Cincinnati Baseball Coach Resigns Amid College Betting Scandal

  • The scandal intertwines the University of Cincinnati and Alabama over bets placed by Bert Eugene Neff Jr., the father of a Cincinnati player.
  • Googins resigns following the firings of Alabama’s head coach and two other Cincinnati staffers.
The University of Cincinnati baseball team is amid a betting scandal.
Syndication: The Cincinnati Enquirer.

University of Cincinnati baseball head coach Scott Googins has stepped down after six seasons amid an ongoing NCAA investigation into the betting activity of a player’s parent.

Bert Eugene Neff Jr, whose son, Andrew, pitches for the Bearcats, placed wagers at a sportsbook inside Cincinnati’s Great American Ballpark before an Alabama-LSU baseball game on April 28, according to Sports Illustrated. Surveillance inside the sportsbook indicated that Neff was in communication with Alabama head coach Brad Bohannon as he placed wagers on LSU to win.

Alabama’s top pitcher, Luke Holman, was scratched from his scheduled April 28 start against LSU, reportedly due to a back issue, and the Tigers won the game, 8-6.

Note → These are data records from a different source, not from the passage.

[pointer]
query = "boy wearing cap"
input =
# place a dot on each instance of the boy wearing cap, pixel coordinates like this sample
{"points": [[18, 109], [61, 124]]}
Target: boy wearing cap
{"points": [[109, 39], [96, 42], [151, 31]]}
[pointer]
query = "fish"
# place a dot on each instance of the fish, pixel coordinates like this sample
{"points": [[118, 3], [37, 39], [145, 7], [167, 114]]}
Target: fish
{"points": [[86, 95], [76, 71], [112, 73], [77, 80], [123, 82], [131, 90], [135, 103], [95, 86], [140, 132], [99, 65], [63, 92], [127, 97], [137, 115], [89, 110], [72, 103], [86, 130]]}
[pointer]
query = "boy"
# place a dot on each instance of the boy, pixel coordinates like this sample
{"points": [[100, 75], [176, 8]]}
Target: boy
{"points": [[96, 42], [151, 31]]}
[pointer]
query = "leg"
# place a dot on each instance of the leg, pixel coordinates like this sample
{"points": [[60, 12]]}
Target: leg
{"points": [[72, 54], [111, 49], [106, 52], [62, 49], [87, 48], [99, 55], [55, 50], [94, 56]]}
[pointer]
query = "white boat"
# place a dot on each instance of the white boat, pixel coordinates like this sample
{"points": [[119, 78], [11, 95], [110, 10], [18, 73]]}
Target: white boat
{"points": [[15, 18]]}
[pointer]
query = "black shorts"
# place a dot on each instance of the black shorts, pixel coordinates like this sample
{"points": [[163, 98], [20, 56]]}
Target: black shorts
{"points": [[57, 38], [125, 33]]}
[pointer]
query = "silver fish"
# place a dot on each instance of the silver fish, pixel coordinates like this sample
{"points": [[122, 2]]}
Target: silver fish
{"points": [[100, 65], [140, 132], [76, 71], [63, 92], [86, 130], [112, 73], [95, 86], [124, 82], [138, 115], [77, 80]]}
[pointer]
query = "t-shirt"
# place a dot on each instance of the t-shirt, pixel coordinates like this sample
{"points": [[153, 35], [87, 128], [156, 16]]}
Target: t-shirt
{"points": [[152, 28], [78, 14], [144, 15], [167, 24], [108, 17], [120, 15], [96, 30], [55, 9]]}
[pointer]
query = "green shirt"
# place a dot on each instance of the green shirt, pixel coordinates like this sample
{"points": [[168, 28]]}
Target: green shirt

Alabama fired Bohannon on May 4, with Googins now the second head coach to leave his program amid this college baseball betting scandal. In May, Cincinnati fired assistant baseball coach Kyle Sprague and director of operations Andy Nagel for having knowledge of Neff’s gambling activity and not reporting it to school administrators, SI reports. 

Gambling regulators in Indiana were reportedly the first to flag suspicions of Bert Neff’s betting activity. Neff is from Mooresville, Indiana, and was a college pitcher at Indiana and Louisville in the 1990s. He is well connected in Indiana amateur baseball circles due to his administrative role with Indiana Elite baseball, which has sent several players to Division I institutions.

In addition to Alabama and Cincinnati, investigations are ongoing at Iowa and Iowa State, where a combined 41 student-athletes were suspended for potentially violating the NCAA’s rules on sports betting.